First published 4 August 2020

2020 continues to be a huge success story for QUT Esports, with the program reaching even more milestones over the past month.

Tigers make their first OCS playoffs

The QUT Tigers have officially made it to the playoffs for the first time ever. The team placed fifth overall after an intense season and are now only two wins away from making the grand final of the Oceanic Challenge Series (OCS), which is a semi-professional League of Legends competition contested by 11 teams across Australia.

Third-year IT student Allister Provan (player tag Akira) is the Bot Laner for QUT’s OCS team for 2020. His esports journey has shown how rewarding hard work and determination can be.

Allister began as an active member of the QUT Esports community before applying to be a part of the OCS team. After not qualifying for the team in 2019, Allister was placed in the intervarsity team where he worked hard to hone his skills through regular training, tournaments, and utilising the resources and support offered through the esports program.

Not discouraged by his initial setback, Allister was selected for both the OCS team and the new QUT Tigers Esports Academy in 2020 – a testament not only to Allister’s skill, but to his mental fortitude.   

‘I trained for over 10 hours a day to make the OCS team. I usually spend the whole summer at home in Japan, but I came back to Australia early so that I could practice for the trials.’

Allister maintains that to be competitive in the semi-professional leagues the key is flexibility.

‘If you want to be on the OCS team, you have to be able to adapt to different scenarios and constantly practice all your weaknesses,’ he said.

Creating a close team bond has not been easy, especially with the added challenges of 2020. However, Allister feels like the team has overcome those hurdles.

‘When we could not see each other, we lacked interaction. When you’re just talking through a mic, you can’t really see the emotion.’

With students coming back onto the campus, the team are now able to play together at the QUT Esports Arena.

‘It is much better now. When we go to the Arena and practice as a team of five, people really step up and try to win,’ he said.

Allister credits his personal success to his genuine enjoyment of the game and to maintaining a clear headspace.

‘I think it is the same in every sport – you need mental toughness… if you are mentally strong, you will do well,’ he said.

Being able to improve and succeed as a team, sometimes directly after a loss, is a vital part of esports. A recent study by QUT esports researchers highlighted how the mental toughness required for success in esports is very similar to that of traditional sports.
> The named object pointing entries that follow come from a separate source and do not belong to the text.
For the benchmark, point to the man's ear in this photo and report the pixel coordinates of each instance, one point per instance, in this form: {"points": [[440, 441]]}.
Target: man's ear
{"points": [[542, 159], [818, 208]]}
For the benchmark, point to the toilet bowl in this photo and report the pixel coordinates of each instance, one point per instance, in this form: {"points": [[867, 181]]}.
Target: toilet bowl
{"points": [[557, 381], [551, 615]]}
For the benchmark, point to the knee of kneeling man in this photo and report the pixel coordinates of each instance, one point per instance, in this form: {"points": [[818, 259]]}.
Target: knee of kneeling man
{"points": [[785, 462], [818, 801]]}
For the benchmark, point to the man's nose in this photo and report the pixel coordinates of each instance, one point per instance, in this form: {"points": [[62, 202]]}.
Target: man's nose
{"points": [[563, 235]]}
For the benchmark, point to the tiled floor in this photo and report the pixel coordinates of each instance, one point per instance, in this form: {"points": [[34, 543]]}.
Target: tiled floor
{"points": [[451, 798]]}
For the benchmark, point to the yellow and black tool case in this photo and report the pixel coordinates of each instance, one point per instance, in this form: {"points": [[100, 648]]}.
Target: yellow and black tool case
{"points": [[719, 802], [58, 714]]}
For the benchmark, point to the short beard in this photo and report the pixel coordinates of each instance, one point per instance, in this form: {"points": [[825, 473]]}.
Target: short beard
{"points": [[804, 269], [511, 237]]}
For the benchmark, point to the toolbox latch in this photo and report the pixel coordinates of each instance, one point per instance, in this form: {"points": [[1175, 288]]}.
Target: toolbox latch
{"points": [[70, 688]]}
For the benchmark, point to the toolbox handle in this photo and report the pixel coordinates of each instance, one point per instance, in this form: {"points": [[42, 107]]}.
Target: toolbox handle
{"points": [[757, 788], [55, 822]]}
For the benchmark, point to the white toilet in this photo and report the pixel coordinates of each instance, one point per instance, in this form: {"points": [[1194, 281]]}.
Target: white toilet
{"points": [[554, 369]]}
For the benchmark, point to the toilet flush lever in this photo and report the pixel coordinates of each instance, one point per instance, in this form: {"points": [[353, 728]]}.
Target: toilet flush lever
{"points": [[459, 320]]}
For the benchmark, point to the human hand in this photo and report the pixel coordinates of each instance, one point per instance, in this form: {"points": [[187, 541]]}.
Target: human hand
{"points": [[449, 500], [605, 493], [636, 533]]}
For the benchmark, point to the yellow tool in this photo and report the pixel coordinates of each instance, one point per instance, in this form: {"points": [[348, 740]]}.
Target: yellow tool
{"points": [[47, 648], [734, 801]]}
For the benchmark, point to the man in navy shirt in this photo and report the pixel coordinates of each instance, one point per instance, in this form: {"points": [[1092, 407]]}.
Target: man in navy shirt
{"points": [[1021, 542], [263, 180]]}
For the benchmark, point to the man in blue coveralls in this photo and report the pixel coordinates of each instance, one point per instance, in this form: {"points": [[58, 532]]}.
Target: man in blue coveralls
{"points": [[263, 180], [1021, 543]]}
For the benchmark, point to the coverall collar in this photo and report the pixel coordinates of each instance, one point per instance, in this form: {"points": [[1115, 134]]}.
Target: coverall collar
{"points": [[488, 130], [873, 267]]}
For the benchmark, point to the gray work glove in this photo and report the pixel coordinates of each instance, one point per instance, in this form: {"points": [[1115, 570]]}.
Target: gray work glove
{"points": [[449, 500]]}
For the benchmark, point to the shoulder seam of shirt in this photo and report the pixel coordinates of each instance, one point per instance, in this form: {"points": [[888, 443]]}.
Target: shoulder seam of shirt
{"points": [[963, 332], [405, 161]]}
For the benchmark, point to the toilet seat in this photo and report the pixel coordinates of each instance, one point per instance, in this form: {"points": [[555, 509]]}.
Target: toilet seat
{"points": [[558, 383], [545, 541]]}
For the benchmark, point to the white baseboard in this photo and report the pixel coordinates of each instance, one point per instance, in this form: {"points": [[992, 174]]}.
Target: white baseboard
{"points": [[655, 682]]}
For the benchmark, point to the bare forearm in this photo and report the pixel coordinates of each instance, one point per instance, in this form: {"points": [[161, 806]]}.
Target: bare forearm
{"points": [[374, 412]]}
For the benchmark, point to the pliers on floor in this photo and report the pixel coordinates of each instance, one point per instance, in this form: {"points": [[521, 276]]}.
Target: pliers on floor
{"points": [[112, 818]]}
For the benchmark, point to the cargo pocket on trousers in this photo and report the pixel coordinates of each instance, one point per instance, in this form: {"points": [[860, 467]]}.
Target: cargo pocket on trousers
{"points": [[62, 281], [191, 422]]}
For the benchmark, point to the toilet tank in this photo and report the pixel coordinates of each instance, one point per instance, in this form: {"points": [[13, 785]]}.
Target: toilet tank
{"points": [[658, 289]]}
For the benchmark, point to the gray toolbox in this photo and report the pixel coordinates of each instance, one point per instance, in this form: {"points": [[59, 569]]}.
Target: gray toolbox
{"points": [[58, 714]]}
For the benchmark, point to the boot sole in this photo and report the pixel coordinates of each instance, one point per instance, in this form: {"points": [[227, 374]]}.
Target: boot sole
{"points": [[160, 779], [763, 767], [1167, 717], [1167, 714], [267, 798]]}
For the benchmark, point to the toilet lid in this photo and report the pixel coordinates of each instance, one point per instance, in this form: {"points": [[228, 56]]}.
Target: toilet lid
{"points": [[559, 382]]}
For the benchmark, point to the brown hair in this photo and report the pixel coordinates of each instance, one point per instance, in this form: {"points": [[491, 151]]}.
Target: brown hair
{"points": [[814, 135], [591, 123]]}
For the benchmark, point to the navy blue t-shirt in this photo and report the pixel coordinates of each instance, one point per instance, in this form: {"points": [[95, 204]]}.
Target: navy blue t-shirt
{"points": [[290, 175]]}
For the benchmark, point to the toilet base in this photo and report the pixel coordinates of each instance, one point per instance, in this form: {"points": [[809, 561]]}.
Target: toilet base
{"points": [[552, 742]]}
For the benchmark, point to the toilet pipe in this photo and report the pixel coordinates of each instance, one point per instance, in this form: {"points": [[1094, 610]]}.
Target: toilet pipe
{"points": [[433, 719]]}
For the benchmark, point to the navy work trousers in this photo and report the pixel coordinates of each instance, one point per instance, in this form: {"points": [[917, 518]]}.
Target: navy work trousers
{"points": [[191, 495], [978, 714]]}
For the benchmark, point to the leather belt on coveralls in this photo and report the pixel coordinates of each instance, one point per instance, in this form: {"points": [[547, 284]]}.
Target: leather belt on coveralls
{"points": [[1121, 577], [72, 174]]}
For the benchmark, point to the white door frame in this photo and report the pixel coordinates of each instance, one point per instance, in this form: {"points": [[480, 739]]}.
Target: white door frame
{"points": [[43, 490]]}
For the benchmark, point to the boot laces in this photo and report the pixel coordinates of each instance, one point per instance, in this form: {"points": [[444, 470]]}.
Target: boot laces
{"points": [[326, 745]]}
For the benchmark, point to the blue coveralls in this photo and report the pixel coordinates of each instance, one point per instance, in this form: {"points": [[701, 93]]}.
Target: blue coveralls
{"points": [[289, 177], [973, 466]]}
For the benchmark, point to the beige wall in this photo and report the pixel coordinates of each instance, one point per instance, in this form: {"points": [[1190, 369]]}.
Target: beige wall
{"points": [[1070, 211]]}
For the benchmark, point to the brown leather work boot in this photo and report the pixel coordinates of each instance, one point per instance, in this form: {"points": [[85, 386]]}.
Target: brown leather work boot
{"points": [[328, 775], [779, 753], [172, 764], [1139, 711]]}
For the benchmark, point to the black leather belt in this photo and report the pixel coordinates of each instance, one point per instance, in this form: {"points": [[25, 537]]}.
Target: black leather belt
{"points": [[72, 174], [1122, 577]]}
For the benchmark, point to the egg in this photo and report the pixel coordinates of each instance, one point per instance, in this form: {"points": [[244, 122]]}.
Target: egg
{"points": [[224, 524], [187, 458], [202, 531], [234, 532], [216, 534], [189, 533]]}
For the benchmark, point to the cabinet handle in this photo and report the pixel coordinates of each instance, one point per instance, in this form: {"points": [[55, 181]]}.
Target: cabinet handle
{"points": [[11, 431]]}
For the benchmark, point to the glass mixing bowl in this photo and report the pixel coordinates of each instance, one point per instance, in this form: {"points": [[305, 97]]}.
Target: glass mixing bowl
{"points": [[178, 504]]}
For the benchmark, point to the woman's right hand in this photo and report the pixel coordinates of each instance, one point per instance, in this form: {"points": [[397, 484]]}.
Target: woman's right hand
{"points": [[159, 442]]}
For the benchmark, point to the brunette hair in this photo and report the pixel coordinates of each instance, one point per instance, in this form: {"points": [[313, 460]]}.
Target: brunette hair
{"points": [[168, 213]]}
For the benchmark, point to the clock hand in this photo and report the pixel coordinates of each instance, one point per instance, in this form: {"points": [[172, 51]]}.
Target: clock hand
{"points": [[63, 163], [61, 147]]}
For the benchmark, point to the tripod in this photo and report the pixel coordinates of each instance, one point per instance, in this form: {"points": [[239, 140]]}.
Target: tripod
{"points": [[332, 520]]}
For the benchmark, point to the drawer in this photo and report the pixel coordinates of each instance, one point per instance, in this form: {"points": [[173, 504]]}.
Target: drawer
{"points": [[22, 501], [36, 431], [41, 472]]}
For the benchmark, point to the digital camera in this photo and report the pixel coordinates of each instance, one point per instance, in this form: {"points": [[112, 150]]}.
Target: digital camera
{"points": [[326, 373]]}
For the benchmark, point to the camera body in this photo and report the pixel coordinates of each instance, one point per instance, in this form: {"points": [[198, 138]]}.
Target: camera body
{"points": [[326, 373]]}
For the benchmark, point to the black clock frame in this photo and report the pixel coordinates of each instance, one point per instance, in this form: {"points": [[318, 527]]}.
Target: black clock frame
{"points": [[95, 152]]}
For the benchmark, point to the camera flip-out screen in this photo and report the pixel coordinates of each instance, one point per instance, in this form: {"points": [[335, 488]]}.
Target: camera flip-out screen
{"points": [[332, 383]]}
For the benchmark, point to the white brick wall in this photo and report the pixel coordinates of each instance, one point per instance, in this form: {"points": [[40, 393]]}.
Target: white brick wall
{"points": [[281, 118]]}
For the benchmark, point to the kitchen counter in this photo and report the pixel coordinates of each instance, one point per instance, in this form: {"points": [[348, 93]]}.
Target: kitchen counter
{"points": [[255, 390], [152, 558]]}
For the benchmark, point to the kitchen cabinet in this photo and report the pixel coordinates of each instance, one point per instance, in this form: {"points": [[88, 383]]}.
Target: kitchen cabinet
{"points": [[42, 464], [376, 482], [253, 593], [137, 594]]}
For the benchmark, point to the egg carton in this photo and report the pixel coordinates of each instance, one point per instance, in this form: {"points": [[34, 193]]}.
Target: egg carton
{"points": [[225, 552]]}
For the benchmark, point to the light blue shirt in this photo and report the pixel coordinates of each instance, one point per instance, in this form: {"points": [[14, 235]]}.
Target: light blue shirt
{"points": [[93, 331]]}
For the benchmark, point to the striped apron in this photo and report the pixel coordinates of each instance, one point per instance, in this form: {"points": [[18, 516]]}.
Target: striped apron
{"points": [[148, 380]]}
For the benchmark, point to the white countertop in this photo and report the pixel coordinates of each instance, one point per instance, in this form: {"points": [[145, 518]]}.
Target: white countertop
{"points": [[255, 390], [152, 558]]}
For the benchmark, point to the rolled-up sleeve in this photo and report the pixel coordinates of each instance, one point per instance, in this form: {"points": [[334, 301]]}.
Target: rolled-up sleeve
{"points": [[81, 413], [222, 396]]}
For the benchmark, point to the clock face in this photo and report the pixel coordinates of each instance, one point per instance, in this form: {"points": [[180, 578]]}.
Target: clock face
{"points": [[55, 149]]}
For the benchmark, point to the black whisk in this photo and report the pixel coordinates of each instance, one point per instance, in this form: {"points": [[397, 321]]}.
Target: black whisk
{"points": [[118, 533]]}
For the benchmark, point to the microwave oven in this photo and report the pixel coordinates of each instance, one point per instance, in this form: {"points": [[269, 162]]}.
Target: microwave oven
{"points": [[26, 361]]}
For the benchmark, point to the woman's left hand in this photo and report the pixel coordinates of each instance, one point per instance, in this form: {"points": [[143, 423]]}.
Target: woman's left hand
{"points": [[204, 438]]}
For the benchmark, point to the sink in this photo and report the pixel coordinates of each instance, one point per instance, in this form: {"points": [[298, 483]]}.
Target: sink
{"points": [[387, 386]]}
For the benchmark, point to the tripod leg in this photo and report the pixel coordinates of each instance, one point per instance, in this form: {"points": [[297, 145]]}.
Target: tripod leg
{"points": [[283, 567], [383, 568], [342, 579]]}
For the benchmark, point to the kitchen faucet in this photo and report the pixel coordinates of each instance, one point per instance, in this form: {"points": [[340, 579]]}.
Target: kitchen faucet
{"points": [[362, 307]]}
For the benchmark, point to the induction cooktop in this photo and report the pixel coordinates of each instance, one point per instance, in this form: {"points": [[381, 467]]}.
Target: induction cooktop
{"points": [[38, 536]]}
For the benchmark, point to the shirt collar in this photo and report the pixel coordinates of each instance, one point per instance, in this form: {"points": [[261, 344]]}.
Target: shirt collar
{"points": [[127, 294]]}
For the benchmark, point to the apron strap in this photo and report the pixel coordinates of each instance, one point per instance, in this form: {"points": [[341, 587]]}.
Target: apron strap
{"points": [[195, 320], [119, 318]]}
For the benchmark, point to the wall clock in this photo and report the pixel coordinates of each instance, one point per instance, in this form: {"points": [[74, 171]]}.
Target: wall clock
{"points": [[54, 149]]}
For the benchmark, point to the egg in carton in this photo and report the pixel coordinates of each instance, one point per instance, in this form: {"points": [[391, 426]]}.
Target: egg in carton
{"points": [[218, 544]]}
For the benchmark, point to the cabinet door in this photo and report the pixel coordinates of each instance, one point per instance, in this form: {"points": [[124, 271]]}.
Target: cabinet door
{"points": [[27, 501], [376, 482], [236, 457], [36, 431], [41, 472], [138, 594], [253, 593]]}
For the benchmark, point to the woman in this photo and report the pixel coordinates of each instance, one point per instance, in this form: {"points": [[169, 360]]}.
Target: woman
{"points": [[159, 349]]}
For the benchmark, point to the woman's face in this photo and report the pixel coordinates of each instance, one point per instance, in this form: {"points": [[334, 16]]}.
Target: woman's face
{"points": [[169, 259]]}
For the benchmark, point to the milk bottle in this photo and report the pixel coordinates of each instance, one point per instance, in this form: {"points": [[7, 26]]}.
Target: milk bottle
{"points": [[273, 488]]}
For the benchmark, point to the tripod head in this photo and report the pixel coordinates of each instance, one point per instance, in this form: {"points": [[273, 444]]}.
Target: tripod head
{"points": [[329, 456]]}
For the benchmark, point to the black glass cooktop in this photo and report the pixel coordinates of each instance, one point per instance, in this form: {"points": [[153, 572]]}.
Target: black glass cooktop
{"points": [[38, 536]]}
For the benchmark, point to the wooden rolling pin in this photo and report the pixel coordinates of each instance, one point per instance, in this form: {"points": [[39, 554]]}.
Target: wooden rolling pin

The need for mental toughness in esports competition is why it is an imperative part of the Tiger’s training.

Allister is now looking forward to the OCS playoffs, which commence on August 6.  


QUT hosts Australia’s first women’s League of Legends exhibition

On July 22, QUT Esports hosted Australia’s first women’s League of Legends exhibition, which featured five women’s teams competing against one another from universities and high schools across Australia and New Zealand.

The exhibition is a first in the Australian esports landscape, offering women the opportunity to play in a competitive environment and connect with other members of the wider women’s gaming community. It also provides high school students with the chance to learn from other women players and role models and to see real gaming pathways into university.

Steven Window, the Online Safety Advocate for the Anglican Schools Commission, says that it was a marvelous experience to see young women connecting with higher education in this way and being part of a completely innovative space.

‘The girls were super enthusiastic. They are reinvigorated as now they realize that there is a future for them in esports and that this can offer them a pathway towards tertiary education,’ he said. 

Planning is currently underway for the next women’s exhibition.

Semester 2, 2020 QUT Tigers Academy selection announced   

QUT Esports is excited to announce and congratulate the 14 students who have been selected for the Semester 2, 2020 QUT Tigers Esports Academy:


Intervarsity team

Alexander Albert (TheOnlyArchaiden)

Jared Smith (Entropik)

Benson Tsai (Entrust)

Stewart Riesenweber (Flick)

Joel West-Newman (Westyy)

Thomas Simonson (LITTLE SIMO)

Jason To (Janet)

Thomas Garnsworthy (QUT Tronthepom)


Women’s team

Safiyyah Odzic (saffyflaffy)

Vedada Lazarevic (kalasnjikov)

Amara Bou (Norbit 2)

Shiina Aslett (Trimming Armour)

Ellen Schofield (nyre)

Yan Ru (Claire) Tai (IFluffeh)

Academy players were selected after a two-day trial at the Gardens Point Esports Arena in July. At the trials, players showcased their League of Legends skills and interpersonal abilities across a range of in-game and team-building exercises, which were vital to ensuring members could perform individually and cohesively as part of competitive teams.

Academy players have the unique opportunity to be a part of a leading program that embraces skill-acquisition, culture, and academics to create an unparalleled development experience for aspiring esports players. As part of the Academy program, players have access to holistic support and training across a number of key areas, including exercise and nutrition, performance coaching, competition, sport psychology, academic support, and community engagement. 

The QUT Tigers Academy is Australia’s first university-funded League of Legends player development program and pathway to a professional career in esports. Applications for Semester 1, 2021 will open in October 2020.